Pourquoi la philosophie politique contemporaine manque-t-elle d'imagination?
Grégoire René  1@  
1 : Université McGill
Leacock Building, 9th Floor 855 Sherbrooke Street West Montreal, Quebec H3A 2T7 -  Canada

La philosophie politique contemporaine (PPC), depuis au moins trois décennies, est dominée par le cadre théorique libéral. À travers l'analyse et l'exégèse de figures telles que John Rawls ou Ronald Dworkin, les questions relatives aux droits fondamentaux, à la liberté individuelle, à l'égalité distributive, ou aux obligations légales occupent l'immense majorité des travaux produits par la discipline.
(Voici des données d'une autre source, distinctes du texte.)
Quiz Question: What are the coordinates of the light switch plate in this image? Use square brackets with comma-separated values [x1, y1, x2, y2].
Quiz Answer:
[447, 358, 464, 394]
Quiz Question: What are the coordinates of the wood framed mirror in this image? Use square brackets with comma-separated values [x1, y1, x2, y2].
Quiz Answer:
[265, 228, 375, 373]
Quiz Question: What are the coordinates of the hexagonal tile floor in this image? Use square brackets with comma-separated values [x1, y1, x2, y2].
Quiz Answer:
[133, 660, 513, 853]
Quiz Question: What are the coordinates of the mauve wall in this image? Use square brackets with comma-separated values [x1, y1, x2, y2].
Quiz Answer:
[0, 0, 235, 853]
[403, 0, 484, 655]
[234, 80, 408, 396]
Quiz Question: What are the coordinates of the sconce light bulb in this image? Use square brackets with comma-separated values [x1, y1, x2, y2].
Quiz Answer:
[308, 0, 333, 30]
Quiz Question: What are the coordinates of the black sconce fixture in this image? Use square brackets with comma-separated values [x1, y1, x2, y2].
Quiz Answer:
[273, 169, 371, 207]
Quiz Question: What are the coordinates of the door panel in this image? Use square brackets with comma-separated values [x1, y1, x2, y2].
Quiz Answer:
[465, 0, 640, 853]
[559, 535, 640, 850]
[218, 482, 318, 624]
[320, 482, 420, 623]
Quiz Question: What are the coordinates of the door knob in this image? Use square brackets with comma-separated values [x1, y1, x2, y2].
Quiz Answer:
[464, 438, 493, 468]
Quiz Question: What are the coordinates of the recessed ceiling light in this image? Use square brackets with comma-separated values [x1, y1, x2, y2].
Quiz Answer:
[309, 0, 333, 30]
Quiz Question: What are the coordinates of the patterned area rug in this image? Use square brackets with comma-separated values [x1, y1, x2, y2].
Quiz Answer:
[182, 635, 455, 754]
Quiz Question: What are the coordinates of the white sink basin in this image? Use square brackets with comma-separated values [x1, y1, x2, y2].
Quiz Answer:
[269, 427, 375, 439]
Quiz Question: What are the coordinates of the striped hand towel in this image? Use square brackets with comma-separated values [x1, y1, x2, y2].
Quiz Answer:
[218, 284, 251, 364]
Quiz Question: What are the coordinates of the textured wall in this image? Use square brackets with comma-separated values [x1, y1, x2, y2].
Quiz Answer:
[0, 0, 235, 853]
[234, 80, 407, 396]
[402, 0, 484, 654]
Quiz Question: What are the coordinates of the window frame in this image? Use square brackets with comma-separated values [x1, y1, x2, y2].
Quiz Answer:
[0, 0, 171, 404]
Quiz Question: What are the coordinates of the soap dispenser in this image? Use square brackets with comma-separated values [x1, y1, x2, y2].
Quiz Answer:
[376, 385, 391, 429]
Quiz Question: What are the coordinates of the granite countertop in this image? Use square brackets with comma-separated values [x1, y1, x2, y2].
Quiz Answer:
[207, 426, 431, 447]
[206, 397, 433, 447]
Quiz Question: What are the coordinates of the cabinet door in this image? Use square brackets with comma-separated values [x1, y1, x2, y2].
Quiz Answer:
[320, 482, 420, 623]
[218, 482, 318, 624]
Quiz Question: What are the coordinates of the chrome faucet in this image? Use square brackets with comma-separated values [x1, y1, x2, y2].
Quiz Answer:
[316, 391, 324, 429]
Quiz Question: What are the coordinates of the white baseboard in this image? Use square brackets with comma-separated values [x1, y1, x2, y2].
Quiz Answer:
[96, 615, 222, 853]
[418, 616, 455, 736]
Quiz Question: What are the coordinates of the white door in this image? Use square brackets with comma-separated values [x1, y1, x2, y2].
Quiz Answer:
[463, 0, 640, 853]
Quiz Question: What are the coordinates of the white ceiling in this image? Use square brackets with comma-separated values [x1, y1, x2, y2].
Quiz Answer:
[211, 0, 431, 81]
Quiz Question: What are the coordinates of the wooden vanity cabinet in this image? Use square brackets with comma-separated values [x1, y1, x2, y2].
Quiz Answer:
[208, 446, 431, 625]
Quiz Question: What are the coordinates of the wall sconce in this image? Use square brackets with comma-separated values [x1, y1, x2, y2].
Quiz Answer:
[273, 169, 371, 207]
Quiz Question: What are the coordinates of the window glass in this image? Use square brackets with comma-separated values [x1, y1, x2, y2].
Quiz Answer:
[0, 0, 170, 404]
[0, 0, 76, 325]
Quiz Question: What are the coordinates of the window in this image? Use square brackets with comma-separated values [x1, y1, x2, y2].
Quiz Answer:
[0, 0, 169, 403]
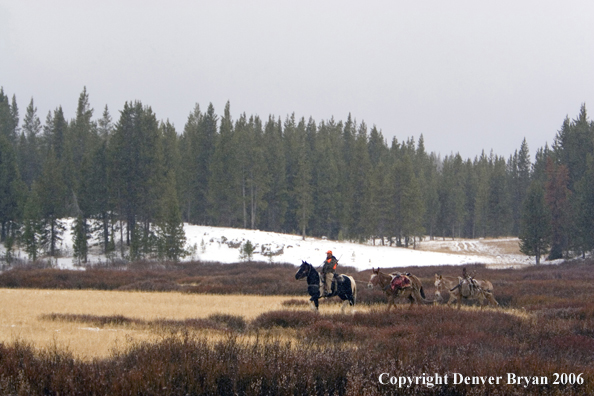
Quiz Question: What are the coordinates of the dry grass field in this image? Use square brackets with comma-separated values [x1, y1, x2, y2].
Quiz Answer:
[0, 260, 594, 396]
[0, 289, 369, 360]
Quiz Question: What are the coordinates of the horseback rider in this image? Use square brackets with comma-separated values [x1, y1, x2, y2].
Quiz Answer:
[322, 250, 338, 297]
[462, 267, 477, 293]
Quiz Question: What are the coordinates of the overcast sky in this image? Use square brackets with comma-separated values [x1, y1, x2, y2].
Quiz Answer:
[0, 0, 594, 158]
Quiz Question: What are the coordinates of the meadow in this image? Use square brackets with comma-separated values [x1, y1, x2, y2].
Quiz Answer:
[0, 261, 594, 395]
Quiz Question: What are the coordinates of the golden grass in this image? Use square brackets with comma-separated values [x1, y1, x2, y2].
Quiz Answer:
[0, 289, 365, 359]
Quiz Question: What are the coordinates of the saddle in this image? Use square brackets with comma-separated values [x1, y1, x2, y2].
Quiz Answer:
[390, 274, 412, 291]
[452, 278, 480, 298]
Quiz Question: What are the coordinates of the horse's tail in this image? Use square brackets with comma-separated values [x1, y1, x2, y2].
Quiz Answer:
[349, 276, 357, 305]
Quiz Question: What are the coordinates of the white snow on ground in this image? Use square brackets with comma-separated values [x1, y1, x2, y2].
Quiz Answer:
[0, 220, 535, 270]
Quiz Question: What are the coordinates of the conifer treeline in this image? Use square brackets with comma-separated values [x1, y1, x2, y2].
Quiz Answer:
[0, 89, 594, 260]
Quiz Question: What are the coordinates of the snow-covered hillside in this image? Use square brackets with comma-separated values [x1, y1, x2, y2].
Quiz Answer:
[0, 221, 534, 270]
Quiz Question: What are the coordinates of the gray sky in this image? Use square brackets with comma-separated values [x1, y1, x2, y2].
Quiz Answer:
[0, 0, 594, 158]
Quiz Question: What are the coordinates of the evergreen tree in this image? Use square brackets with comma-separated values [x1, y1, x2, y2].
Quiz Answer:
[97, 105, 113, 142]
[208, 102, 242, 227]
[262, 116, 288, 232]
[21, 182, 43, 261]
[19, 98, 43, 187]
[520, 181, 551, 264]
[293, 118, 316, 240]
[545, 158, 571, 260]
[487, 157, 512, 237]
[0, 135, 26, 243]
[157, 170, 187, 262]
[397, 153, 425, 247]
[312, 119, 342, 238]
[108, 102, 165, 260]
[37, 148, 67, 257]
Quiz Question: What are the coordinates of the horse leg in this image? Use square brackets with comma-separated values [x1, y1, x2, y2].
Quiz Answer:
[447, 292, 458, 307]
[433, 290, 443, 305]
[485, 293, 499, 307]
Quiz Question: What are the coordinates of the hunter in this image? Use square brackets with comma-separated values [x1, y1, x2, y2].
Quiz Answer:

En parallèle, plusieurs travaux récents en épistémologie sociale des sciences ont tenté de définir certaines pratiques épistémiques désirables dans une communauté de recherche. En particulier, plusieurs ont défendu la nécessité d'étudier une diversité de théories et d'approches pour obtenir des consensus scientifiques valides. En comprenant la PPC comme une activité de production de connaissances, et en partant du constat de l'omniprésence du libéralisme au sein de cette dernière, cette présentation aura donc deux objectifs. D'une part, elle visera à dégager certains problèmes d'ordre épistémiques qui résultent de cette domination du cadre libéral (et ce indépendamment de la validité du libéralisme comme théorie). Plus précisément, en me fondant sur la notion de diversité transitive, je défendrai que les savoirs actuellement produits en PPC ne sont pas suffisamment diversifiés dans leurs approches, ce qui mine la capacité pour la discipline de produire des connaissances valides. D'autre part, cette présentation visera à saisir certaines caractéristiques structurelles du milieu académique qui peuvent expliquer la relative incapacité à imaginer des cadres théoriques radicalement nouveaux. Je défendrai que l'influence des politiques sociales néolibérales sur la production de connaissances en philosophie pourrait avoir comme effet de limiter l'étude et l'élaboration d'approches qui sortent des cadres théoriques dominants. Plus particulièrement, la culture du publish or perish (publier ou périr) peut avoir pour effet d'inciter les chercheurs et chercheuses à figer les canons plutôt qu'à s'en affranchir. Plus qu'un simple enjeu moral ou politique, le néolibéralisme est donc aussi un problème épistémique.